In passing Ordinance 1806, the Town sought to ban non-State residents from parks.
In it’s proposed Ordinance 1812, the Town sought to strengthen it’s ban on items affixed to utility poles (as Jewish groups sought to establish an Eruv on them).
This Thursday, according to the agenda posted online, both are being addressed (watch live starting at 7:30pm on our Facebook page).

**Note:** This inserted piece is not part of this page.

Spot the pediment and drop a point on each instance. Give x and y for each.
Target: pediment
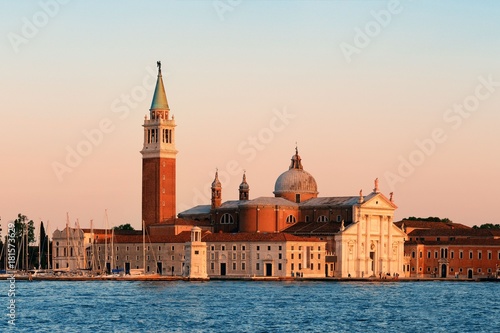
(378, 201)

Ordinance 1806 changed Section 9-1.3 to remove “and nonresidents alike”, thereby preventing Jewish groups from NY to use the parks. You can see the before and after language here:
This became a problem instantly, when the Chief of Police brought it to the attention of the Council. When the Council refused to reconsider the issue and attempted a new ordinance (#1811) to subordinate the Chief to a newly created position of “Police Director”, the Bergen County Prosecutor also informed the Township that this Ordinance was unenforceable and raised serious legal issues. Eventually, the State attorney General weighed in, suing the Township and likening “the conduct of Mahwah township officials to 1950s-era “white flight” suburbanites who sought to keep African-Americans from moving into their neighborhoods.”
This Thursday, the Council will introduce Ordinance 1820, which will reverse course and restore the original language of Section 9-1.3 back to what it what is was prior to the enactment of 1806.
Ordinance 1812 sought to modify the “unlawful acts” codified in Section 15-1.3 creating a prohibition for affixing an: “advertisement, notice, poster, paper, device or other matter to any public utility pole.”
That language was copied from an identical ordinance (16-15) passed by Upper Saddle River two years prior (in response to an Eruv being requested in the Borough). It has also become the subject of a Federal Lawsuit against Upper Saddle River by the Eruv Association and was listed in the complaint against Mahwah by the Attorney General when he filed a 9 count complaint against the Township citing discrimination through park bans and banning of lechis to create an eruv.
This Thursday, the Council will introduce Resolution 424-17 (embedded below) to reverse course and promise never to attempt such a ordinance again.
This resolution indicates the “Township will not adopt Ordinance No. 1812 nor will it introduce a similar ordinance.”
These actions are long overdue!
Mahwah’s Mayor, residents and other members of the public have been voicing concerns since the summer. Every level of law enforcement official from the Chief of Police, the County and the State have reached the same conclusion.
We would like to applaud all those that have spoken out against these violations of our freedoms. A large part of standing up for liberty, whether it’s freedom of movement, religious liberty or another right, is protecting the vulnerable. To stand up for democratic values is to stand up for the freedom we have always cherished in America.
Those that would limit the freedoms for people you may not like, will be able to limit the freedoms for those you do. That’s the point. That’s the entire reason many have cared about showing up in Mahwah.
Hopefully, this is the first step in correcting course. Will it be enough for the State Attorney General?